Build an Audio RAG with AssemblyAI, Qdrant & DeepSeek-R1


Tired of manually sifting through hours of audio to find key insights? This guide teaches you to build an AI-powered chatbot that transforms recordings – meetings, podcasts, interviews—into interactive conversations. Using AssemblyAI for precise transcription with speaker labels, Qdrant for fast data storage, and DeepSeek-R1 via SambaNova Cloud for smart responses, you’ll create a RAG tool that answers questions like “What did [Speaker] say?” or “Summarize this segment.” Let’s turn your audio into a searchable, AI-driven dialogue by building a RAG system with AssemblyAI, Qdrant, and DeepSeek-R1.

Learning Objectives

  • Leverage AssemblyAI API to transcribe audio files with speaker diarization, converting conversations into structured text data for analysis.
  • Deploy Qdrant Vector Database to store and efficiently retrieve embeddings of transcribed audio content using HuggingFace models.
  • Implement RAG with DeepSeek R1 model via SambaNova Cloud to generate context-aware chatbot responses.
  • Build a Streamlit Web Interface for users to upload audio files, visualize transcripts, and interact with the chatbot in real time.
  • Integrate End-to-End Workflow combining audio processing, vector storage, and AI-driven response generation to create a scalable audio-based chat application.

This article was published as a part of the Data Science Blogathon.

What is AssemblyAI?

AssemblyAI is your go-to tool for turning audio into actionable insights. Whether you’re transcribing podcasts, analyzing customer calls, or captioning videos, its AI-powered speech-to-text engine delivers pinpoint accuracy, even with accents or background noise.

Audio RAG with AssemblyAI, Qdrant & DeepSeek-R1

What is SambaNova Cloud?

Imagine running massive open-source models like DeepSeek-R1 (671B) up to 10x faster — and without the usual infrastructure headaches.

SambaNova Cloud

Instead of relying on GPUs, SambaNova UsesRDUs (Reconfigurable Dataflow Units), which unlock faster performance with:

  • Massive in-memory storage — no constant reloading of models
  • Efficient dataflow design — optimized for high-throughput tasks
  • Instant model switching — switch between models in microseconds
  • Run DeepSeek-R1 instantly — no complicated setup required
  • Train and fine-tune on the same platform — all in one place

What is Qdrant?

Qdrant is a lightning-fast vector database built to supercharge AI applications, think of it as a search engine that finds needles in haystacks. Whether you’re building a recommendation system, image search tool, or chatbot, Qdrant specializes in similarity searches, quickly pinpointing the closest matches for complex data like text embeddings or visual features.
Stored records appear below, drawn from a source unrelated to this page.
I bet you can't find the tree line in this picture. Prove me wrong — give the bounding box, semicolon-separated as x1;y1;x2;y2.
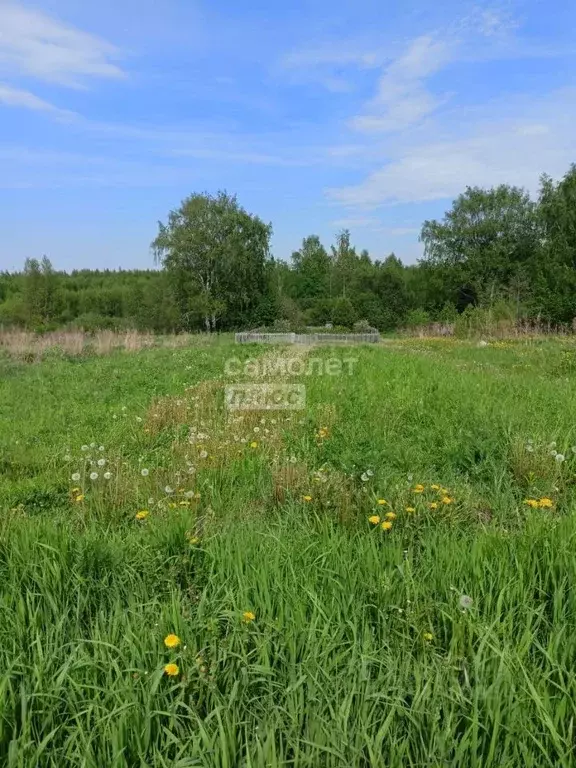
0;166;576;333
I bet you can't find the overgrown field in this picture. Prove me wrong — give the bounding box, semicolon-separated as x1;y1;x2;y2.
0;340;576;768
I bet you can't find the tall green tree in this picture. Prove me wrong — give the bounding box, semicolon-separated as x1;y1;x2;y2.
421;184;541;303
152;192;272;331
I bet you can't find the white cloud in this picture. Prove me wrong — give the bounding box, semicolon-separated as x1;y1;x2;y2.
350;35;454;133
327;90;576;210
0;2;124;87
0;83;77;120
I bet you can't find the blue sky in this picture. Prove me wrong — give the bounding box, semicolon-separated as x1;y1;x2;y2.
0;0;576;270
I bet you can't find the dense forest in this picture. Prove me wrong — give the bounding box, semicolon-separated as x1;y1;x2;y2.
0;166;576;332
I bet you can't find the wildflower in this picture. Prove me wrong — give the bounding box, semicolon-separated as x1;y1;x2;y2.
524;499;540;509
458;595;474;611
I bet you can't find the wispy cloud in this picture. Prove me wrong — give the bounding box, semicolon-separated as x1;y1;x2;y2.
328;90;576;210
351;35;453;132
0;0;124;87
0;83;78;122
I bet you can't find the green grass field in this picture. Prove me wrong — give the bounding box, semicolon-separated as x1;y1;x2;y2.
0;340;576;768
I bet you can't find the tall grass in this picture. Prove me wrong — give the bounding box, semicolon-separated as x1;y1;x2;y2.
0;342;576;768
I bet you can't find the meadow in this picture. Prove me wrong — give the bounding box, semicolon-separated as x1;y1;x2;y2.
0;338;576;768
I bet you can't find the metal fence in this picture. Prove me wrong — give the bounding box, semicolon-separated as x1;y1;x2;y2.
236;332;380;344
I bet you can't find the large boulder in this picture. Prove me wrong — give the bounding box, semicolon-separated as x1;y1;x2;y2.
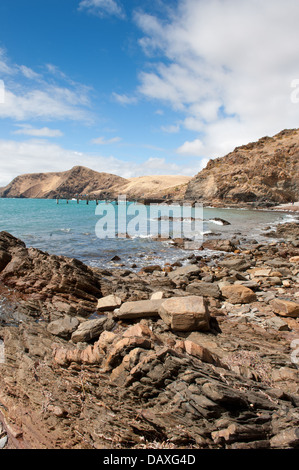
159;295;210;331
47;315;80;339
72;318;114;343
186;281;220;299
221;284;257;304
168;265;200;280
202;239;236;252
0;232;102;317
114;299;164;320
97;294;122;312
270;299;299;318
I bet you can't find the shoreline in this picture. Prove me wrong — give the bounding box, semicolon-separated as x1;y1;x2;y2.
0;219;299;449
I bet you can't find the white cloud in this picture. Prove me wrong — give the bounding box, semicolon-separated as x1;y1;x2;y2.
0;53;92;122
13;124;63;137
79;0;125;18
135;0;299;157
161;124;180;134
0;139;196;186
177;139;203;157
91;137;121;145
112;92;137;106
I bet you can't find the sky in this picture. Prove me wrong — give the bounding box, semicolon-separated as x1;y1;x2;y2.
0;0;299;186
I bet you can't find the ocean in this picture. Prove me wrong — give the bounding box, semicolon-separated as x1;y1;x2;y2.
0;199;293;268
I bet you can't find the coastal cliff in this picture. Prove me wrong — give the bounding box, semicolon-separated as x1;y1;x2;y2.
0;166;191;199
185;129;299;206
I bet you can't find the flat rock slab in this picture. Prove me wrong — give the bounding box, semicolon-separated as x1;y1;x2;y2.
72;318;114;343
186;281;220;299
168;265;201;279
270;299;299;318
221;284;256;304
114;299;165;320
97;294;122;312
47;315;80;339
159;295;210;331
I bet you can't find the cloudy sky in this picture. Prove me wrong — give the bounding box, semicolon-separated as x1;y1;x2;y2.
0;0;299;186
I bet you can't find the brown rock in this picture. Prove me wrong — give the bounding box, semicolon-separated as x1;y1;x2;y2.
159;295;210;331
72;318;114;343
184;340;220;365
47;315;80;339
114;299;164;320
270;299;299;318
221;284;256;304
97;294;122;312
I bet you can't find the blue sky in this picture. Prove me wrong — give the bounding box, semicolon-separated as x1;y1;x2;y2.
0;0;299;186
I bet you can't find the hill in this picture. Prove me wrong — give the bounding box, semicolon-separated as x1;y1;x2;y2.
95;175;191;199
185;129;299;206
0;166;191;199
0;166;126;198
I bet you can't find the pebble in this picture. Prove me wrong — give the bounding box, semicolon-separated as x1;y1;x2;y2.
0;434;8;449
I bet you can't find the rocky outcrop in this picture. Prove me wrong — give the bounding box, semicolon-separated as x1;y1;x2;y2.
0;232;102;317
185;129;299;206
0;166;126;199
0;166;191;201
0;232;299;449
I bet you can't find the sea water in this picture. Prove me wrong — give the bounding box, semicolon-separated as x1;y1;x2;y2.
0;198;292;268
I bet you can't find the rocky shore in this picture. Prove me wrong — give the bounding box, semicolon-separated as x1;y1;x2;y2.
0;223;299;449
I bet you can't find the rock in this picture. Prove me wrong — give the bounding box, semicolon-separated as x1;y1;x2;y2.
235;281;260;290
272;367;299;385
221;284;256;304
139;264;162;273
209;217;231;225
0;434;8;449
219;257;251;271
248;268;272;278
111;255;121;261
71;318;114;343
123;323;161;344
95;330;117;351
184;340;220;365
159;295;210;331
105;337;152;369
0;250;11;272
270;299;299;318
270;427;299;449
97;294;122;312
202;239;236;252
0;232;102;317
150;291;165;300
168;265;200;280
186;281;220;299
265;317;289;331
212;424;269;443
114;299;164;320
47;315;80;339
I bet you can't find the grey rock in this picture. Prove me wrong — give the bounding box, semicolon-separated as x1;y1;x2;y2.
159;295;210;331
168;265;200;280
186;281;220;299
47;315;80;339
265;317;289;331
114;299;165;320
97;294;121;312
72;318;114;343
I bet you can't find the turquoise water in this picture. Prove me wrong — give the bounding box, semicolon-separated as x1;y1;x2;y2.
0;199;291;267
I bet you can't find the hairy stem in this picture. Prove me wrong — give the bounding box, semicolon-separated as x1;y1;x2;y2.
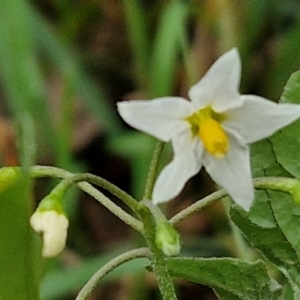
76;248;151;300
170;177;299;225
139;203;177;300
31;166;143;231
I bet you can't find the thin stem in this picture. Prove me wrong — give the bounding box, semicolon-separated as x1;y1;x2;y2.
170;177;299;225
139;203;177;300
31;166;143;231
223;197;253;261
77;182;143;232
144;142;164;200
32;166;137;211
170;189;227;225
76;248;151;300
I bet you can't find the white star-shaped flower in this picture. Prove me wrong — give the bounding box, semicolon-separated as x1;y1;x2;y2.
118;49;300;210
30;210;69;257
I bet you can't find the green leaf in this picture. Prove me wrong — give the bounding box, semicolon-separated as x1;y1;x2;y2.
167;258;273;300
271;71;300;178
230;191;300;293
41;245;149;300
0;173;41;300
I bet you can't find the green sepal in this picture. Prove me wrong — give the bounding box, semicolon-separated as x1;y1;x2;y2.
155;220;181;256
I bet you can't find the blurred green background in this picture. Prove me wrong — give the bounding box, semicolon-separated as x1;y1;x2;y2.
0;0;300;300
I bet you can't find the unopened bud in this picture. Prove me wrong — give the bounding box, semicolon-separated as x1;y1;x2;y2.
156;221;181;256
30;210;69;257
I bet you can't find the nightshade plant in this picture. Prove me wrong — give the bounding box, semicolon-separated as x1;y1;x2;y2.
0;49;300;300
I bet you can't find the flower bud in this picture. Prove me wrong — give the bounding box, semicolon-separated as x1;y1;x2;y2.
155;221;181;256
0;167;20;192
30;210;69;257
30;181;69;257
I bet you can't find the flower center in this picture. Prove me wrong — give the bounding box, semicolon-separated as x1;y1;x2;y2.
187;106;229;158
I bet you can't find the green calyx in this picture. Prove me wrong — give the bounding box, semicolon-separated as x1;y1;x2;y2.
0;167;21;192
37;180;71;215
155;221;181;256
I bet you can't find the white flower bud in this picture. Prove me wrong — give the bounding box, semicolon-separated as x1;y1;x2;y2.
30;210;69;257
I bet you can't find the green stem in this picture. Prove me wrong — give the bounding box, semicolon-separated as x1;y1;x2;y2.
76;248;151;300
170;177;299;225
31;166;143;231
139;203;177;300
31;166;138;211
144;142;164;200
223;197;254;261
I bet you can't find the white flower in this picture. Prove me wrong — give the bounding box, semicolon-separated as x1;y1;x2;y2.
118;49;300;210
30;210;69;257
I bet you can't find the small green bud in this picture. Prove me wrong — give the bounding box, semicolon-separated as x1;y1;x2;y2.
30;181;70;257
0;167;20;192
155;221;181;256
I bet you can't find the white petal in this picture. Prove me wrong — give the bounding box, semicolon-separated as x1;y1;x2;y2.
203;136;254;211
223;95;300;143
152;130;203;204
117;97;192;142
189;48;241;112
Audio RAG with AssemblyAI, Qdrant & DeepSeek-R1

What is DeepSeek-R1?

Deepseek-R1 is a game-changing language model that blends human-like adaptability with cutting-edge AI, making it a standout in natural language processing. Whether you’re crafting content, translating languages, debugging code, or summarizing complex reports, R1 excels at understanding context, tone, and intent, delivering responses that feel intuitive rather than robotic. By prioritizing empathy and precision, Deepseek-R1 isn’t just a tool; it’s a glimpse into a future where AI communicates as naturally as we do.

Audio RAG with AssemblyAI, Qdrant & DeepSeek-R1

Building the RAG Model with AssemblyAI and DeepSeek-R1

Now that you understand all the components, let’s dive into building our RAG. But before we do that, let’s quickly cover what you’ll need to get started.

1. Necessary Prerequisites

Below are the prerequisites required:

Clone the repository:

git clone https://github.com/karthikponna/chat_with_audios.git
cd chat_with_audios

Create and activate the virtual environment:

# For macOS and Linux:
python3 -m venv venv
source venv/bin/activate

# For Windows:
python -m venv venv
.\venv\Scripts\activate

Install Required Dependencies:

pip install -r requirements.txt

Set Up Environment Variables:

Create a `.env` file and add your AssemblyAI and SambaNova API keys.

ASSEMBLYAI_API_KEY="your_assemblyai_api_key_string"
SAMBANOVA_API_KEY="your_sambanova_api_key_string"

Now lets start with the coding part.

2. Retrieval Augmented Generation

RAG merges large language models with external data to produce more accurate, context-rich answers. It fetches relevant information at query time, ensuring responses rely on real data instead of just model training.

2.1 Importing Necessary Libraries

Let’s create a file named rag_code.py. We’ll walk through the code step by step, starting with importing the necessary modules and orchestrating the code architecture using the Llama Index.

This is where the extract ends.